Statt mit einfühlsamer Diplomatie vorsichtig am Image der Türkei zu arbeiten, goss Erdogan daraufhin weiter kräftig Öl ins Feuer. Standard & Poor’s warf er „Türkenfeindlichkeit“ vor, die Herabstufung sei „völlig politisch“ motiviert gewesen. „Wir sind doch gar nicht Mitglied, was geht es dich an, wer bist du denn?!“, polterte das Staatsoberhaupt. Am Dienstag dieser Woche holte er vor Wirtschaftsvertretern in Ankara dann zu einem Rundumschlag gegen den Westen aus und warf ihm vor, Terrorismus und Staatsstreiche zu unterstützen. So sei der Putschversuch vom 15. Juli nicht nur in der Türkei, sondern auch im Ausland geplant worden. Bekanntlich sieht Erdogan den in den USA im Exil lebenden Prediger Fethullah Güllen als Hauptverantwortlichen für den Putsch an und verlangt seine Auslieferung in die Türkei. Auch von Deutschland sieht sich Erdogan im Stich gelassen, besonders wegen des Verbots des geplanten Videoauftritts bei der Pro-Erdogan-Demonstration am vergangenen Sonntag in Köln.

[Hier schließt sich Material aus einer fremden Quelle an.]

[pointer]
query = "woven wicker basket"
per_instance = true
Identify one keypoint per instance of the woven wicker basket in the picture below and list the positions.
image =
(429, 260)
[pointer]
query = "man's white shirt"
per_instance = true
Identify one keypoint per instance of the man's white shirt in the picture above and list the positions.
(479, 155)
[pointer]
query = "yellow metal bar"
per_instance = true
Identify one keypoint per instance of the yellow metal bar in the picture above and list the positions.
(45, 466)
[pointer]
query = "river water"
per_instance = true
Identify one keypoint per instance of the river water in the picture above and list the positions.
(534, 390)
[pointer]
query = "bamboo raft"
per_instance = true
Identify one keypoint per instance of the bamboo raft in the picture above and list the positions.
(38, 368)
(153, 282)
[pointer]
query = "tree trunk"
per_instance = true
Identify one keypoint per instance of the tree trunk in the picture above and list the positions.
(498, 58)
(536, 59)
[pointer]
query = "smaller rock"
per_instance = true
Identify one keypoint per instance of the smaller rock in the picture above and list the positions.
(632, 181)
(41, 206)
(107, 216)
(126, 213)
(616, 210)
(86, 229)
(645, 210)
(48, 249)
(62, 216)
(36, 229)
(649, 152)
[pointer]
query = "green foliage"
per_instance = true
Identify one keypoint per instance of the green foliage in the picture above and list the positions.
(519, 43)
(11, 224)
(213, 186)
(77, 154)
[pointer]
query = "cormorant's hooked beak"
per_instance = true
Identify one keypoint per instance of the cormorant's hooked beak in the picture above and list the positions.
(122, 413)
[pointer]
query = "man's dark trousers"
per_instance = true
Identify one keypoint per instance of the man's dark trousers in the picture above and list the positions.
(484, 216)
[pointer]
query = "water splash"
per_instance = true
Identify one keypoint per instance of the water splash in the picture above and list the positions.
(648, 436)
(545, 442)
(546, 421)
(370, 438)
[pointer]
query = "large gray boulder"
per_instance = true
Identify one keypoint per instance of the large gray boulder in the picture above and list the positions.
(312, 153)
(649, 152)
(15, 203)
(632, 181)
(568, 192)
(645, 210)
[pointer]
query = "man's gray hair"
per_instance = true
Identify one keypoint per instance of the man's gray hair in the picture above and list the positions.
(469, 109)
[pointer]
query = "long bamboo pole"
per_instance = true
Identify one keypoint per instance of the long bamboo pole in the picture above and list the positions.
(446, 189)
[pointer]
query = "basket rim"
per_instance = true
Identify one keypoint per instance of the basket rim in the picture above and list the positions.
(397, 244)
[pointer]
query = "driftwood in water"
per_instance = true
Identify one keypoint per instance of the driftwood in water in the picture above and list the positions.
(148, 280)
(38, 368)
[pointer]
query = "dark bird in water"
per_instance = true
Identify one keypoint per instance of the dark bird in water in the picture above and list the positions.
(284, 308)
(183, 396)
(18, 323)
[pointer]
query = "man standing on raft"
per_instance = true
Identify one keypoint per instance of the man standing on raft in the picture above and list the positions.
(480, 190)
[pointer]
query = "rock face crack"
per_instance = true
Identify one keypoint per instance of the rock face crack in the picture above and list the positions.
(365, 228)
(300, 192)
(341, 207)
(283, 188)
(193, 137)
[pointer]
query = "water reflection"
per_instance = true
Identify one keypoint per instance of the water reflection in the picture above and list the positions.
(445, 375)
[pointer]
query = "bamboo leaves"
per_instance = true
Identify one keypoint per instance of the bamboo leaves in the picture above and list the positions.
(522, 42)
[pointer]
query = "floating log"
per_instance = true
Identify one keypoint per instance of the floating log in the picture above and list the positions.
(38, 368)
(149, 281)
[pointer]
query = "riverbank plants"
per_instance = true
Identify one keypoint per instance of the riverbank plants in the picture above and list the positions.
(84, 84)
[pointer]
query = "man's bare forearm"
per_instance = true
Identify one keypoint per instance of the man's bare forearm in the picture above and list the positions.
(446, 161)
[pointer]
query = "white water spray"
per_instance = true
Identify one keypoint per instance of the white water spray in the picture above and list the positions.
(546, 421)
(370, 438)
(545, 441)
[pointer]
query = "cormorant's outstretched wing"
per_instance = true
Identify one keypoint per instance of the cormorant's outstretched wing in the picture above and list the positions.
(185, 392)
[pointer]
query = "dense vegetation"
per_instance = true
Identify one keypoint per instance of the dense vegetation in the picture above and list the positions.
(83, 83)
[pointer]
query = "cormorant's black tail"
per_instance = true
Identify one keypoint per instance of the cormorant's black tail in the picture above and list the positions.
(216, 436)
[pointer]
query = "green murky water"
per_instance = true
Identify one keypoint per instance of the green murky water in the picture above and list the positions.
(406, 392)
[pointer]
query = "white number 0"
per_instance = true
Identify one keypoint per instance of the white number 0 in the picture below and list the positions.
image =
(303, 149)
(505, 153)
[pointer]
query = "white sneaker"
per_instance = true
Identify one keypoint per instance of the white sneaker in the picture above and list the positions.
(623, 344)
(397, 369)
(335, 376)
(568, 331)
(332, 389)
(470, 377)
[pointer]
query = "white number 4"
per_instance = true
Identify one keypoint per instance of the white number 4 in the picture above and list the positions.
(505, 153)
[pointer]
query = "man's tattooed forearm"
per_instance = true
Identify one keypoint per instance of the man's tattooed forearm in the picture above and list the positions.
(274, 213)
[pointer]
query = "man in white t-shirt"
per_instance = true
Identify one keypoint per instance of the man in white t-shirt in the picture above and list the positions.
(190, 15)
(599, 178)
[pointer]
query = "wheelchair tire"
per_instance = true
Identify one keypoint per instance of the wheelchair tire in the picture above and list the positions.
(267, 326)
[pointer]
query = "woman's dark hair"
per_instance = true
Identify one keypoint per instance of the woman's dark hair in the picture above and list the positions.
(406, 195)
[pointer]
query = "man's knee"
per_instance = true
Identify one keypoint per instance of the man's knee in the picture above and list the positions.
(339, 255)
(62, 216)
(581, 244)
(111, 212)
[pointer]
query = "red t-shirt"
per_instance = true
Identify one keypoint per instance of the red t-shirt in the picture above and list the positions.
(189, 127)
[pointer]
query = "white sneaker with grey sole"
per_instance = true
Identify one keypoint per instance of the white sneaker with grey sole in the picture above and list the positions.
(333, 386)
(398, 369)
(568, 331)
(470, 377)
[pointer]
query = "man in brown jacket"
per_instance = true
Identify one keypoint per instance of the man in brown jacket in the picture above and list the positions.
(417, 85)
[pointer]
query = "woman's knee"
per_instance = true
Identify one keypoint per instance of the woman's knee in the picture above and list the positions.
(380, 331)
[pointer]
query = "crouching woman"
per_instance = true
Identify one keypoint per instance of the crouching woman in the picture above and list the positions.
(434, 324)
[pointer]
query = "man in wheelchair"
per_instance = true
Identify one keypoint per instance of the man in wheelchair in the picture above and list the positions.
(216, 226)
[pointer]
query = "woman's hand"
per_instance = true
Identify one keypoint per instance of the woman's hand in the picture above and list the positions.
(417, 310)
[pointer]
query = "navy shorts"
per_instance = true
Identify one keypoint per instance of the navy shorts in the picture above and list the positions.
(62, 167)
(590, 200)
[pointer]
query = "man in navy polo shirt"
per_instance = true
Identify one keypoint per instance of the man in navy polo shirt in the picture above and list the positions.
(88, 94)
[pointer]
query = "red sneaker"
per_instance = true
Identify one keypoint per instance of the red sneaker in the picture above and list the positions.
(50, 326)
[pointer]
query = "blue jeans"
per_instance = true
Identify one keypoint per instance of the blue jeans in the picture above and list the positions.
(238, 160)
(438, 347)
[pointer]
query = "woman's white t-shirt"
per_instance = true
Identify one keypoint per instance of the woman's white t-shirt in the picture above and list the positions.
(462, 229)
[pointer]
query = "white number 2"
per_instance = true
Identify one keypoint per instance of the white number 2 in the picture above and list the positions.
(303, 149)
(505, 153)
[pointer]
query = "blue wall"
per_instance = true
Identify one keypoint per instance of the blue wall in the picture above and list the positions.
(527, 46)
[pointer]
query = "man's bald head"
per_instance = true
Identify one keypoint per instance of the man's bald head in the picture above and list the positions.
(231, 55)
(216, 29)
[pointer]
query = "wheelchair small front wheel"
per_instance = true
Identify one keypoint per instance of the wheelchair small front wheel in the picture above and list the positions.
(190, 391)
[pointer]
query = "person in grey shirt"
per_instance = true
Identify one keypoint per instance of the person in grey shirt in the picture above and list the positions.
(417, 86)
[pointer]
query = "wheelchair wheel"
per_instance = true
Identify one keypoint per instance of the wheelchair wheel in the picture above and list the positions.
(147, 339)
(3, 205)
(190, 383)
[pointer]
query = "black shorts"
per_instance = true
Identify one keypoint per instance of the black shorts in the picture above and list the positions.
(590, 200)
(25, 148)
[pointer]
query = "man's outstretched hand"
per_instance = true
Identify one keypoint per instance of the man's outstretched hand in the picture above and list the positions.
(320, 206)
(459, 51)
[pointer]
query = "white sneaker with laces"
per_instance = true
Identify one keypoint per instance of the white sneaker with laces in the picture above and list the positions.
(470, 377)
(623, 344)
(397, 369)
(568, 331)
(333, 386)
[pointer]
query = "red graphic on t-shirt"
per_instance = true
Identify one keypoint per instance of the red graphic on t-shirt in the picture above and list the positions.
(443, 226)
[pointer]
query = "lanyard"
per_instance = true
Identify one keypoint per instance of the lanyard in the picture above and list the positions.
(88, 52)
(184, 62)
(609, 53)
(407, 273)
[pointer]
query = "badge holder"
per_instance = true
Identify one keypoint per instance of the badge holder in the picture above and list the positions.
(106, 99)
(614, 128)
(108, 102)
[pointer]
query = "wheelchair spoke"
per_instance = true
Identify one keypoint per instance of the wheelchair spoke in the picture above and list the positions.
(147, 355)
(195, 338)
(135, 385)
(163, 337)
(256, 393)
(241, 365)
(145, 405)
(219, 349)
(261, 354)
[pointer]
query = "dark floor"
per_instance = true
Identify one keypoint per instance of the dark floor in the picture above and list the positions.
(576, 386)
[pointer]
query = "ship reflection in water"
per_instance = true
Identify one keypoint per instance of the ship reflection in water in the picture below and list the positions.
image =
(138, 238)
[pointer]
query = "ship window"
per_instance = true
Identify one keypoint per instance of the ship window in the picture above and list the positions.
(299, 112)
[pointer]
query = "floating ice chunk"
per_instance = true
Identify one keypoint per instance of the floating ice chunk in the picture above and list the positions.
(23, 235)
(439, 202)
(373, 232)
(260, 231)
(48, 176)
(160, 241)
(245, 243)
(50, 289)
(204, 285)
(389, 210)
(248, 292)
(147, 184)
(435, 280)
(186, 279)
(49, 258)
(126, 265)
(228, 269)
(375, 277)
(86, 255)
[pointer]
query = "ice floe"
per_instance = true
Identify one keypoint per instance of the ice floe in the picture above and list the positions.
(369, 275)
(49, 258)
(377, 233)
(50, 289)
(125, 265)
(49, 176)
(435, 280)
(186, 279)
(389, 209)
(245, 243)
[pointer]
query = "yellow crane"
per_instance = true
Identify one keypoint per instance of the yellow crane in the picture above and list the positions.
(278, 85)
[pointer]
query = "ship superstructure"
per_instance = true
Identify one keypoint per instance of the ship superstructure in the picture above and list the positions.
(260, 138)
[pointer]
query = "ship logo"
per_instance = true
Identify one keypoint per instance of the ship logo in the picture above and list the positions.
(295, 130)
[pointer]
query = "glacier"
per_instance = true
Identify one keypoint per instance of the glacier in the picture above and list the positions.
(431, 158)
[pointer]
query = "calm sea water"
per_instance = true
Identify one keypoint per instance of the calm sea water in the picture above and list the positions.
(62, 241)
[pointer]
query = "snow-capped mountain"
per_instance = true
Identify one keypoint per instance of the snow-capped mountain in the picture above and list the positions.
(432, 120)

Robustem Wirtschaftswachstum droht das Aus

Politisch ist zudem ein Beitritt der Türkei in die EU in weite Ferne gerückt, unter Erdogan ist sie ein Ding der Unmöglichkeit. Dabei wären die wirtschaftlichen Voraussetzungen zuletzt gar nicht einmal so schlecht gewesen. Ganz im Gegenteil: Nach Angaben des Auswärtigen Amts hatte das Wachstum der Türkei 2015 mit einem Plus von vier Prozent alle Erwartungen übertroffen. Im Durchschnitt wuchs das Land in den vergangenen zehn Jahren um 4,7 Prozent. Sowohl das jährliche Haushaltsdefizit von derzeit 1,2 Prozent des Bruttoinlandsprodukts (BIP) als auch die Gesamtschuldenquote von 32,6 Prozent des BIP liegen deutlich unter der Maastrich-Schwelle. Motor der Wirtschaft ist vor allem die Westtürkei, in der die Leicht- und Schwerindustrie stark vertreten sind. Textil-, Fahrzeug-, Chemie- und Maschinenbranche tragen mit 25 Prozent zum BIP bei. Den größten Anteil an der Wirtschaftsleistung hat aber mit 60 Prozent der Dienstleistungssektor, zu dem bekanntlich der Tourismus zählt. Dieses Pfund droht Erdogan nun endgültig zu verspielen.

Ein Grundstein zum politischen Erfolg Erdogans war der wirtschaftliche Aufschwung des Landes, der ihm zugerechnet wurde – auch wenn Experten seinen Beitrag eher gering einordnen. So könnte also der wirtschaftliche Niedergang auch den politischen Niedergang der AKP nach sich ziehen. Doch die Erdogan-Partei hat mittlerweile jede Schaltstelle besetzt, jede kritische Stimme im Land zum Schweigen gebracht und daher wohl nichts zu fürchten.